Soon, we were landing back at Positano’s own Marina Grande.
The girls wanted to shop. They had spied several enticing boutiques on the morning walk down, but we had been focused on getting to Capri, rather than shopping. Now they could.
But first, an icy cocktail at Buca di Bacco.
After refreshments, the girls got right to their shopping.
As we meandered back up the wide pathway through the commercial part of Positano, we saw fireworks erupting near the church of Santa Maria Assunta and veered over to find out what was being celebrated.
The doors to the church had been thrown wide open, and several people were milling around just outside. The pealing of bells rang through the air, and all of a sudden a procession of robe-clad boys emerged, carrying staffs.
Making a wide circle through the small piazza, they re-entered into an adjacent door, followed by priests and men carrying a large statue of the Madonna. I love that in Italia, there is always some celebration in progress.
It was time to make our way back to the bus stop. On the way, we spotted a few interesting signs.
At the top of the hill, while waiting for the “Jerico” to take us back to Praiano, we amused ourselves by watching motor-scooters careen around the corner, rarely bothering to stop at the stop sign. Morbidly fascinated, we held our collective breath against a potential crash, but trusting that none would occur. Luckily none did.

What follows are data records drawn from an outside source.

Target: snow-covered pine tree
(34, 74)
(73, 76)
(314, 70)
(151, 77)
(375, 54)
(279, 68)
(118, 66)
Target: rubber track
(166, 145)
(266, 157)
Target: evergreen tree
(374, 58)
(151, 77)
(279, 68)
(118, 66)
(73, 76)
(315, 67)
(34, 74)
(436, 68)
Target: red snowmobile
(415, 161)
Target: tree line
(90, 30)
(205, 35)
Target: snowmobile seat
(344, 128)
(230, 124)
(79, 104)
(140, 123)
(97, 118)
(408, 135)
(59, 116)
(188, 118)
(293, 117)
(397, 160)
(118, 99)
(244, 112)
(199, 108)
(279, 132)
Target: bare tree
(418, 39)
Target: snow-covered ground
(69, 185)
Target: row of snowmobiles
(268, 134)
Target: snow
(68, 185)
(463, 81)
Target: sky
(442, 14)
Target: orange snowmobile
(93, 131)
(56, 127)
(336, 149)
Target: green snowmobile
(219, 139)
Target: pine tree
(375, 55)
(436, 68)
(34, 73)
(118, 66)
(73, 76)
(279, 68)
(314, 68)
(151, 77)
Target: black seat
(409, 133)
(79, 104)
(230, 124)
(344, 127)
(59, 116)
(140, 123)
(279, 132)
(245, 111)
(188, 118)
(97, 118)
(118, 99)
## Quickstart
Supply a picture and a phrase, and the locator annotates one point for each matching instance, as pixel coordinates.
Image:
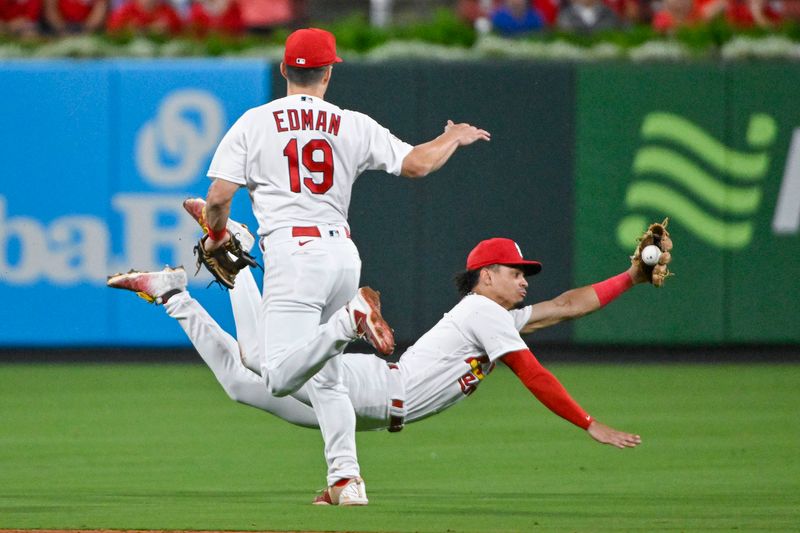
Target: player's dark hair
(467, 279)
(305, 77)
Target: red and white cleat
(345, 492)
(154, 287)
(366, 319)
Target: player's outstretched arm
(606, 435)
(576, 303)
(432, 155)
(218, 209)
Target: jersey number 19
(308, 151)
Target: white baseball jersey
(449, 361)
(299, 157)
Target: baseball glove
(224, 262)
(657, 235)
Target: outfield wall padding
(99, 154)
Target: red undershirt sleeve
(546, 387)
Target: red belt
(312, 231)
(396, 410)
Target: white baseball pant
(307, 283)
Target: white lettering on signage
(77, 248)
(185, 143)
(787, 211)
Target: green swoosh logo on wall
(678, 130)
(714, 189)
(672, 165)
(711, 229)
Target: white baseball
(651, 254)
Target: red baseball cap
(310, 48)
(499, 251)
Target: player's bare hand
(606, 435)
(466, 133)
(210, 244)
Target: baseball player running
(443, 367)
(299, 157)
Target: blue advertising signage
(97, 159)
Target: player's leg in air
(219, 350)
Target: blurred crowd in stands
(30, 18)
(510, 18)
(513, 18)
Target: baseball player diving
(443, 367)
(298, 157)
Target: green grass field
(161, 447)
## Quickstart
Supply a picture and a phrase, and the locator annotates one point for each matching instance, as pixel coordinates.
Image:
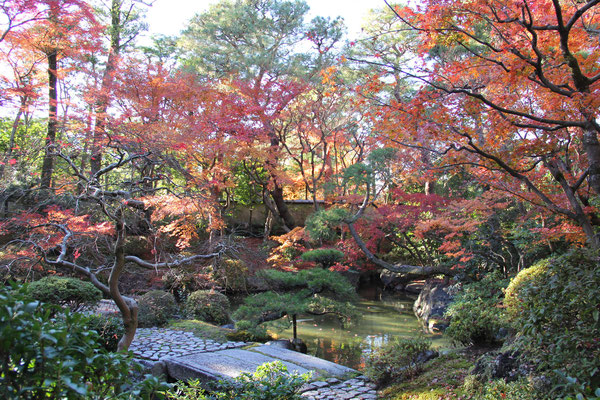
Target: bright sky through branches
(169, 17)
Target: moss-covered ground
(441, 379)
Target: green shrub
(558, 324)
(397, 359)
(324, 224)
(326, 257)
(231, 274)
(109, 328)
(156, 308)
(501, 390)
(527, 277)
(208, 306)
(48, 352)
(66, 292)
(476, 316)
(271, 381)
(247, 331)
(181, 284)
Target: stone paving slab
(184, 356)
(223, 364)
(155, 344)
(306, 361)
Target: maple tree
(509, 89)
(255, 45)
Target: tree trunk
(412, 271)
(48, 163)
(11, 142)
(295, 327)
(127, 306)
(105, 90)
(282, 208)
(592, 149)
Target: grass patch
(201, 329)
(441, 379)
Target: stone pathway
(156, 343)
(358, 388)
(182, 353)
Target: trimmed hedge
(156, 308)
(208, 306)
(65, 292)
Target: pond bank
(384, 316)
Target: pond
(384, 316)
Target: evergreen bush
(156, 308)
(208, 306)
(325, 257)
(65, 292)
(397, 359)
(49, 352)
(558, 321)
(109, 328)
(476, 314)
(527, 277)
(271, 381)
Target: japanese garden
(271, 205)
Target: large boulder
(432, 303)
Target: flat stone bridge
(184, 356)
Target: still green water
(384, 316)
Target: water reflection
(384, 316)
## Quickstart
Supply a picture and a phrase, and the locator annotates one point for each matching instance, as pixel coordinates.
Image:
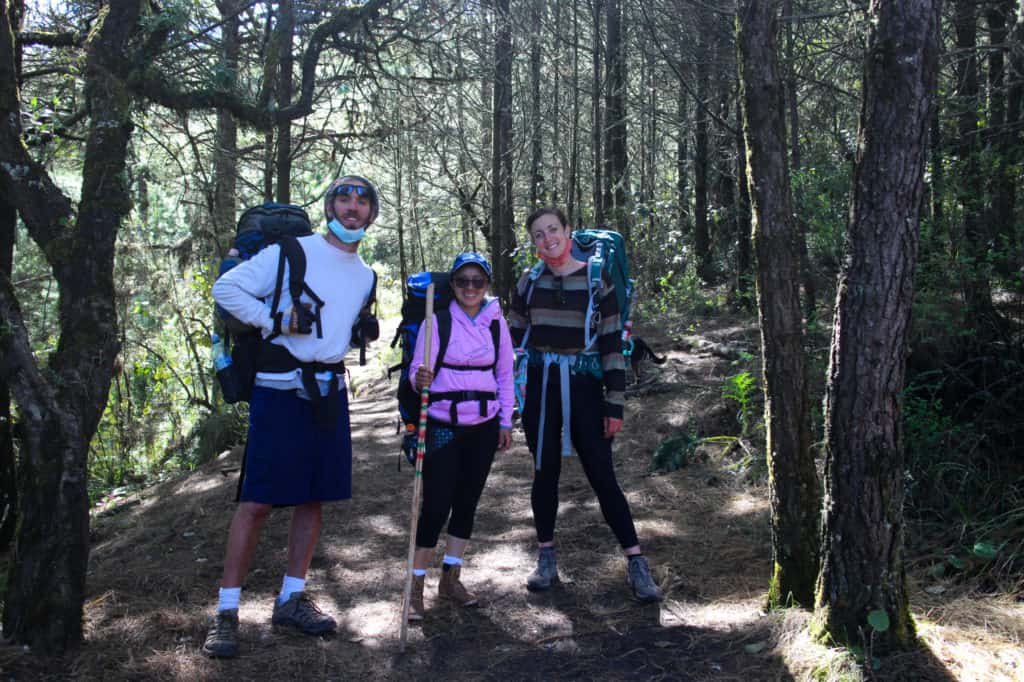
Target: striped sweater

Chris claimed he saw a blind man driving a scooter. The man had been wearing large sunglasses and carrying a stick like the blind use. The man had tapped the ground with his stick as he drove the scooter along. “Didn’t anyone else see this?” Chris asked, hoping for concurrence.
A blind scooter driver? Actually, I wouldn’t doubt it — this was Italia, where anything can happen.
The Jerico was full. Tired but happy, we clung to the overhead railing as we rumbled back to Praiano. It had been a great day.